Hasta que se puso en marcha el proyecto “Cruce de la Cordillera Central”, era común ver a los asesores de curva en la carretera de La Línea, cerca a Calarcá. Si bien hoy siguen estando presentes en otras vías que no han hecho parte de las obras 4G, por lo menos en este corredor vial parecen haber desaparecido.
Y la ñapa: Telegramista
Antes del Whatsapp existieron herramientas como Messenger e ICQ, con las que era posible enviar mensajes instantáneos a través del Internet.

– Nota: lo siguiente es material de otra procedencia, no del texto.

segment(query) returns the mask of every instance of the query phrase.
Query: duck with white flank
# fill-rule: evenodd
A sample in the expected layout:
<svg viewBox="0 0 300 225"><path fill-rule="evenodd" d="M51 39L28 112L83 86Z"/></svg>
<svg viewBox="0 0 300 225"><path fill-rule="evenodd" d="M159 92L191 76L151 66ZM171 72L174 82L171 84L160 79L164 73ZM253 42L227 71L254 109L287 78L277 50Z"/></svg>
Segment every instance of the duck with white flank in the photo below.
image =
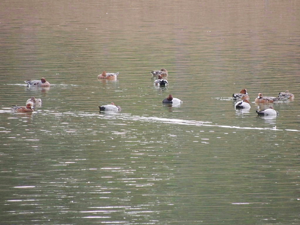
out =
<svg viewBox="0 0 300 225"><path fill-rule="evenodd" d="M26 104L26 106L12 106L12 109L15 112L33 112L33 107L32 104L29 103Z"/></svg>
<svg viewBox="0 0 300 225"><path fill-rule="evenodd" d="M258 115L266 116L276 116L279 114L278 112L274 109L272 106L270 106L268 109L264 110L259 111L256 110L255 111Z"/></svg>
<svg viewBox="0 0 300 225"><path fill-rule="evenodd" d="M41 79L40 80L25 80L24 82L27 84L27 86L29 88L32 87L47 88L50 86L50 83L46 81L46 79L44 77Z"/></svg>
<svg viewBox="0 0 300 225"><path fill-rule="evenodd" d="M154 81L154 86L158 87L166 87L169 85L168 81L163 79L161 77L161 75L158 75L158 79Z"/></svg>
<svg viewBox="0 0 300 225"><path fill-rule="evenodd" d="M151 71L152 74L152 78L158 77L159 75L160 75L162 77L166 77L168 76L168 71L164 68L160 70L154 70Z"/></svg>
<svg viewBox="0 0 300 225"><path fill-rule="evenodd" d="M119 74L119 72L115 73L106 73L106 71L103 71L101 74L98 75L98 78L99 79L108 79L110 80L117 79L117 77Z"/></svg>
<svg viewBox="0 0 300 225"><path fill-rule="evenodd" d="M113 102L110 104L98 106L100 111L110 111L111 112L118 112L121 111L121 107L119 106L116 106Z"/></svg>
<svg viewBox="0 0 300 225"><path fill-rule="evenodd" d="M236 109L250 109L251 106L250 105L249 101L247 99L242 100L238 102L234 105L234 107Z"/></svg>
<svg viewBox="0 0 300 225"><path fill-rule="evenodd" d="M178 105L182 103L182 101L178 98L173 98L172 94L169 94L168 98L163 100L163 103Z"/></svg>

Y antes de eso, o bien no existía el Internet, o bien era un lujo reservado para unos pocos. En esa época, de los 90 hacia atrás, una persona ávida de comunicar un mensaje rápidamente podía acudir a la oficina de telegramas. Allí, el telegramista copiaba el mensaje y lo enviaba por telégrafo a la oficina de la localidad donde estaba ubicado el receptor, quien podía dirigirse hasta el establecimiento o recibir el mensaje en la comodidad de su casa.
Dado que se cobraba por caracter, el mensaje se caracterizaba por ser breve. Incluso, era frecuente que las palabras se escribieran en formas recortadas y existían abreviaturas conocidas para muchas de ellas. Usted podía recibir, por ejemplo, el siguiente mensaje: “CAMA LLEGA CON NOSOTROS LUNES FELICES BESOS”.